San Benito sigue aquí la tradición de la espiritualidad cenobítica que considera la obediencia como un elemento primordial, imprescindible, para la existencia de la comunidad. Para la Regla la obediencia es renunciar al libre ejercicio de la propia voluntad, imitando al Señor. Y para que sea perfecta debe practicarse sin demora alguna, sin frialdad o murmuración, sin protestar.
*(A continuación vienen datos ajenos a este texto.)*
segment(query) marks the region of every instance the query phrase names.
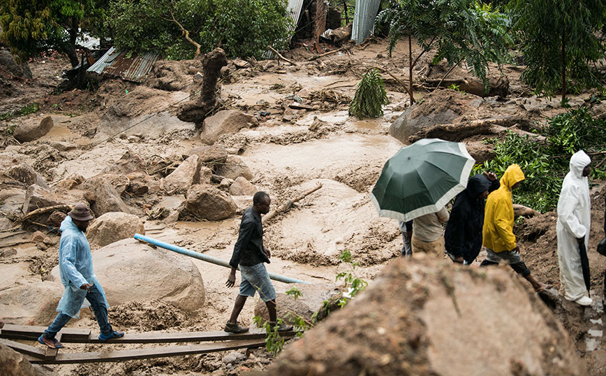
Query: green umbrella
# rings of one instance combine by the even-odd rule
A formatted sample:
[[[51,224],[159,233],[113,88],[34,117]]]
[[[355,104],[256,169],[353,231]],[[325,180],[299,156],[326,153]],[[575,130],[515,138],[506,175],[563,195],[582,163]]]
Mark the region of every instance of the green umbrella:
[[[461,143],[419,140],[385,162],[371,201],[380,217],[399,221],[436,212],[465,189],[475,162]]]

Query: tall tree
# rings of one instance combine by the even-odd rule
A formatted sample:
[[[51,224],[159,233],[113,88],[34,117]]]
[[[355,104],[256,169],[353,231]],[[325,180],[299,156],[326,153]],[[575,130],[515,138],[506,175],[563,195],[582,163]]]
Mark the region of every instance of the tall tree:
[[[376,22],[389,25],[390,56],[398,40],[408,36],[411,104],[414,101],[413,68],[432,48],[437,48],[434,64],[443,59],[451,66],[464,62],[488,89],[488,63],[508,62],[508,48],[513,43],[507,16],[475,0],[390,0]],[[414,60],[411,36],[423,48]]]
[[[526,68],[522,79],[551,95],[603,85],[594,64],[605,57],[606,0],[513,0],[515,28]]]
[[[107,0],[3,0],[0,1],[0,40],[21,60],[54,49],[72,66],[78,64],[76,40],[81,33],[98,29]]]

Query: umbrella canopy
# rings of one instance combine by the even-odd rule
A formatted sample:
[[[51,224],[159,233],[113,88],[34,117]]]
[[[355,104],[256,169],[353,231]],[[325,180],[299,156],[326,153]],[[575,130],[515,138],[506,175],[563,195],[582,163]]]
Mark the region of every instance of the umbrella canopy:
[[[465,189],[475,162],[463,143],[419,140],[385,163],[371,201],[380,216],[399,221],[437,212]]]

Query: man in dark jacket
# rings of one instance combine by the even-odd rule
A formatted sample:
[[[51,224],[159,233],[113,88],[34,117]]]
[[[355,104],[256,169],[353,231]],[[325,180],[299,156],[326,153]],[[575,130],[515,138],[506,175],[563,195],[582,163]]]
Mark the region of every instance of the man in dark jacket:
[[[225,331],[243,333],[249,330],[237,324],[238,316],[244,307],[246,298],[254,296],[256,292],[267,306],[269,314],[269,325],[278,326],[279,331],[293,328],[288,325],[279,325],[276,314],[276,290],[269,280],[269,275],[264,263],[269,263],[272,256],[269,250],[263,246],[263,225],[261,215],[267,214],[272,200],[265,192],[257,192],[253,196],[253,206],[244,210],[238,240],[234,246],[234,252],[230,260],[231,272],[226,286],[232,287],[236,282],[236,270],[239,267],[242,282],[230,319],[225,326]]]
[[[493,173],[477,174],[454,199],[444,233],[446,254],[454,262],[469,265],[478,257],[482,248],[486,197],[498,187]]]

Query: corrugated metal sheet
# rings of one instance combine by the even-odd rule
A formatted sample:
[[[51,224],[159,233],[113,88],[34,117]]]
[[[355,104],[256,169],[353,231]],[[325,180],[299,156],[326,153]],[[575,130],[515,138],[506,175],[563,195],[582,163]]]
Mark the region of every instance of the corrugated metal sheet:
[[[380,0],[357,0],[353,13],[351,39],[360,44],[374,30],[374,19],[378,13]]]
[[[160,55],[155,52],[146,52],[140,56],[133,54],[126,57],[125,51],[119,51],[112,47],[87,71],[140,82],[158,59]]]

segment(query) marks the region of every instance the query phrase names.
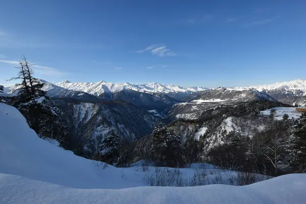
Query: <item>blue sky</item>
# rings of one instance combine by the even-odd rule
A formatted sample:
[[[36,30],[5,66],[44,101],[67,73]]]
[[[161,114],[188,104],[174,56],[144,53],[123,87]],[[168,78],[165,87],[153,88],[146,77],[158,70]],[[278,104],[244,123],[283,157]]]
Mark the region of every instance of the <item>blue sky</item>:
[[[0,84],[233,87],[306,79],[305,1],[0,0]]]

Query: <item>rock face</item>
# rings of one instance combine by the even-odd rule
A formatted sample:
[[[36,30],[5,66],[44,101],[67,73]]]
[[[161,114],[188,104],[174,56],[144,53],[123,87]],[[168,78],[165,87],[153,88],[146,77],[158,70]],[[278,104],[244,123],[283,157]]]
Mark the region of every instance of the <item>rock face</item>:
[[[306,80],[295,80],[247,87],[266,93],[277,100],[293,105],[306,106]]]
[[[122,101],[91,103],[54,101],[73,125],[79,139],[90,142],[114,130],[125,141],[150,134],[160,119]]]
[[[241,102],[265,100],[277,102],[271,96],[247,89],[218,88],[192,94],[185,98],[186,102],[172,106],[168,117],[196,119],[206,111],[212,111],[220,106],[233,106]]]

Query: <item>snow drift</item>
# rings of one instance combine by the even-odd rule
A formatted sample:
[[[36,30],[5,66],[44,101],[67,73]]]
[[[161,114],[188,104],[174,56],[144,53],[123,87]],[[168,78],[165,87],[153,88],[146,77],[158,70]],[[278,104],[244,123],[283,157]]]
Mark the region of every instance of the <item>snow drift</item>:
[[[241,187],[143,187],[147,184],[132,169],[104,169],[99,164],[39,138],[15,108],[0,104],[1,203],[302,203],[306,200],[305,174]]]

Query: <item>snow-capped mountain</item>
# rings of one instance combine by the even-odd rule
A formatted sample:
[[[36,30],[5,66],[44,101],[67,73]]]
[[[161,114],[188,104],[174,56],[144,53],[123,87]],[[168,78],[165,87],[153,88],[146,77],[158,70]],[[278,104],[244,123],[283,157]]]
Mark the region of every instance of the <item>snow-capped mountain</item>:
[[[42,89],[47,92],[47,95],[54,98],[71,98],[80,101],[97,102],[100,99],[95,96],[90,95],[83,91],[76,91],[68,90],[63,87],[56,86],[54,84],[45,80],[40,79],[40,82],[44,84]],[[5,96],[13,96],[16,94],[16,89],[12,89],[13,87],[6,88]]]
[[[196,119],[208,110],[220,106],[233,106],[241,102],[256,100],[278,102],[269,95],[247,88],[217,88],[199,92],[185,99],[185,103],[172,106],[168,116]]]
[[[100,96],[105,93],[116,93],[125,89],[131,89],[141,92],[171,93],[178,93],[185,96],[207,88],[202,87],[187,87],[184,86],[152,83],[144,84],[132,84],[129,83],[114,84],[101,81],[97,83],[72,83],[63,81],[56,85],[67,89],[84,91],[90,94]]]
[[[285,104],[306,105],[306,80],[296,79],[268,85],[236,87],[235,89],[256,89]]]

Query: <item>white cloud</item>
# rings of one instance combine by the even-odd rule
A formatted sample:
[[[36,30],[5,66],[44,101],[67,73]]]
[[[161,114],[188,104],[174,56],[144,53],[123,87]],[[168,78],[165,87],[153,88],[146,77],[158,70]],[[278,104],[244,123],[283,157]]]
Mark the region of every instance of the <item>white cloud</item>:
[[[243,26],[244,27],[248,27],[252,26],[264,25],[265,24],[270,23],[280,17],[280,16],[276,16],[263,20],[255,20],[254,21],[244,23]]]
[[[157,44],[152,44],[143,49],[137,50],[136,52],[141,53],[149,50],[150,50],[152,55],[157,55],[159,57],[175,56],[176,55],[175,53],[171,51],[170,49],[168,49],[166,46]]]
[[[261,8],[254,9],[252,13],[264,13],[269,11],[270,9],[267,8]]]
[[[11,61],[0,60],[0,63],[10,64],[14,65],[18,65],[19,62],[18,61]],[[41,75],[54,76],[63,76],[68,74],[67,72],[61,71],[55,68],[47,67],[46,66],[41,66],[38,64],[32,64],[32,67],[36,73]]]
[[[226,18],[226,22],[234,22],[235,21],[237,20],[237,19],[236,18],[234,18],[234,17],[229,17],[228,18]]]
[[[148,51],[150,49],[152,49],[158,46],[158,45],[152,44],[152,45],[150,45],[148,47],[146,47],[143,49],[140,49],[139,50],[137,50],[136,52],[137,53],[142,53],[145,52],[146,51]]]

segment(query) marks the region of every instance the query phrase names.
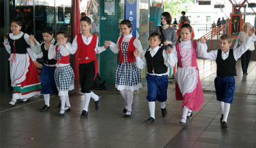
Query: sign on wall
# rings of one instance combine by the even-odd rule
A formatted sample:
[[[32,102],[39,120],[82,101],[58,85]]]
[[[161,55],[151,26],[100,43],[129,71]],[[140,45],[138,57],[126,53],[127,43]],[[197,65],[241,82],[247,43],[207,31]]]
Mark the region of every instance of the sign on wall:
[[[136,0],[125,1],[125,16],[126,20],[129,20],[132,24],[132,35],[136,37],[136,20],[137,20],[137,1]]]

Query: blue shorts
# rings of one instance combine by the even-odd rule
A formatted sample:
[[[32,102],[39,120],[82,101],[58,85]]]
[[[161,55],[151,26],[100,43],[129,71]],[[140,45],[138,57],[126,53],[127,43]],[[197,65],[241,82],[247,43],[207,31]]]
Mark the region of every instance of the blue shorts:
[[[48,67],[43,64],[43,69],[40,77],[42,82],[41,94],[59,94],[54,79],[55,69],[56,67]]]
[[[167,88],[168,88],[168,75],[156,76],[147,75],[148,102],[165,102],[167,100]]]
[[[214,79],[217,100],[232,104],[236,81],[233,76],[217,77]]]

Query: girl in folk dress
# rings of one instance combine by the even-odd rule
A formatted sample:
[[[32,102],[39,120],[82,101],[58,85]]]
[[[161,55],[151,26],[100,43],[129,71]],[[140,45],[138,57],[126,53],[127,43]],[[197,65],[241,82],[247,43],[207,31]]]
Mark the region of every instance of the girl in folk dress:
[[[127,105],[123,109],[125,117],[131,116],[131,105],[133,99],[133,91],[142,88],[142,80],[140,70],[135,63],[133,51],[136,49],[142,54],[142,46],[140,40],[131,35],[131,22],[123,20],[120,24],[123,35],[119,37],[117,43],[106,41],[110,45],[110,50],[114,54],[120,50],[119,62],[116,72],[116,88],[120,91]]]
[[[39,95],[41,83],[37,71],[32,61],[33,58],[30,46],[29,36],[20,31],[22,22],[19,19],[11,21],[11,31],[5,36],[3,45],[10,54],[10,67],[11,86],[14,88],[12,100],[7,104],[14,107],[17,99],[26,102],[34,95]],[[35,41],[35,45],[37,43]]]
[[[187,119],[192,116],[192,111],[201,109],[204,100],[196,59],[198,48],[207,49],[207,45],[191,41],[191,33],[192,29],[189,24],[182,24],[177,44],[172,49],[173,58],[171,58],[174,63],[178,62],[176,98],[177,100],[183,100],[183,114],[180,122],[183,125]]]

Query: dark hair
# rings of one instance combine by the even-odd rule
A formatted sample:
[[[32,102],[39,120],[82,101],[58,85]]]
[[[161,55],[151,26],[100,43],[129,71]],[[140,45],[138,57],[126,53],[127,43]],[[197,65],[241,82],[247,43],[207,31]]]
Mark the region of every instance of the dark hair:
[[[183,28],[188,29],[189,30],[189,32],[191,33],[192,33],[192,27],[191,27],[191,26],[190,26],[189,24],[183,24],[181,26],[181,27],[180,27],[180,32],[178,33],[178,39],[177,39],[176,44],[178,44],[178,43],[179,43],[180,42],[180,32],[181,32],[181,29],[182,29]]]
[[[42,33],[47,33],[49,35],[52,35],[53,33],[53,30],[52,29],[52,27],[50,27],[50,26],[45,26],[43,28],[43,29],[42,30]]]
[[[81,19],[80,19],[80,22],[81,22],[82,21],[85,21],[85,22],[86,22],[87,24],[88,24],[89,25],[91,24],[91,18],[90,18],[89,17],[88,17],[88,16],[84,16],[84,17],[81,18]]]
[[[131,21],[129,21],[129,20],[122,20],[121,22],[120,23],[120,26],[121,24],[126,24],[128,26],[128,28],[131,28],[131,30],[133,29],[133,25],[131,24]],[[130,31],[130,33],[131,33],[131,30]]]
[[[58,31],[58,32],[56,33],[56,37],[57,37],[58,35],[61,35],[61,34],[63,35],[63,36],[65,37],[65,38],[67,38],[67,33],[66,33],[66,32],[63,31]]]
[[[161,16],[163,16],[163,17],[165,18],[166,22],[167,24],[172,24],[172,16],[171,14],[170,14],[169,12],[165,12]],[[163,24],[161,22],[161,25],[163,25]]]
[[[12,22],[16,23],[18,26],[22,26],[22,22],[20,21],[20,19],[18,18],[14,18],[11,20],[10,25],[12,24]],[[7,39],[9,37],[9,33],[3,36],[3,38]]]
[[[162,35],[159,32],[153,32],[153,33],[150,34],[150,35],[149,36],[149,38],[153,37],[155,36],[157,36],[159,41],[161,41],[161,40],[162,39]]]

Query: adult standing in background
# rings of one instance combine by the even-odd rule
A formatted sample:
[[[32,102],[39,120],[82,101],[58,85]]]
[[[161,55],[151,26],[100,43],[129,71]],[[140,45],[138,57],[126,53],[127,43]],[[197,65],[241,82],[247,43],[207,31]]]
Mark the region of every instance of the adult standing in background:
[[[252,29],[253,27],[253,25],[251,25],[250,22],[244,23],[244,24],[242,26],[242,29],[244,31],[241,31],[239,33],[236,43],[234,45],[234,48],[238,48],[244,43],[244,40],[248,37],[248,33],[250,29]],[[251,51],[255,50],[254,41],[256,41],[256,36],[255,34],[253,34],[253,41],[250,44],[249,49],[241,56],[241,64],[243,75],[248,75],[247,69],[250,62]]]
[[[158,32],[162,35],[161,43],[164,45],[172,45],[173,47],[176,43],[175,29],[172,28],[172,16],[169,12],[165,12],[161,15],[161,26],[157,26],[153,32]]]

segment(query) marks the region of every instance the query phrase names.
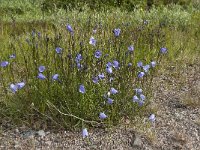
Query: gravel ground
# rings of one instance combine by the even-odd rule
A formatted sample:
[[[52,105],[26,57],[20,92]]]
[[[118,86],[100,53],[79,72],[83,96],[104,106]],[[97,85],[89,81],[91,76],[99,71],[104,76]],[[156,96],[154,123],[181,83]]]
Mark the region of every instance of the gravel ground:
[[[83,139],[80,132],[3,128],[0,149],[199,150],[199,63],[169,67],[164,74],[160,71],[153,83],[155,91],[151,107],[157,110],[156,122],[148,132],[136,132],[137,128],[127,123],[107,131],[94,129],[89,131],[88,139]]]

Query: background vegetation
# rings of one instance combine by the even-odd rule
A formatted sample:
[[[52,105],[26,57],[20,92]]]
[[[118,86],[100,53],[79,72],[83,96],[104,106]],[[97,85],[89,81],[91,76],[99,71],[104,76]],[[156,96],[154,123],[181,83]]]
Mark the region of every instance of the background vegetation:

Como dice el Papa Francisco, la murmuración es una actitud que consiste en hacer siempre el comentario definitivo para destruir a otro; es un pecado cotidiano en la nuestra vida; nos encontramos murmurando a menudo, porque nos agrada esto o lo otro, y en lugar de buscar la solución para buscar la salida a una situación conflictiva, murmuramos en voz baja, pues no tenemos el valor de hacerlo con claridad. Obedecer exteriormente no es suficiente si no va acompañado de buena voluntad, porque al superior o el anciano se le puede engañar, pero a Dios, no. Él sabe lo que hay en el nuestro corazón, en nuestro interior.

Los monjes debemos avanzar por este camino de renuncia a la nuestra voluntad, a nuestro interés personal, para hacernos servidores de los hermanos en quien debemos ver al mismo Cristo, que es para nosotros un modelo de obediencia y el amor a Dios es lo que sentido a nuestra vida.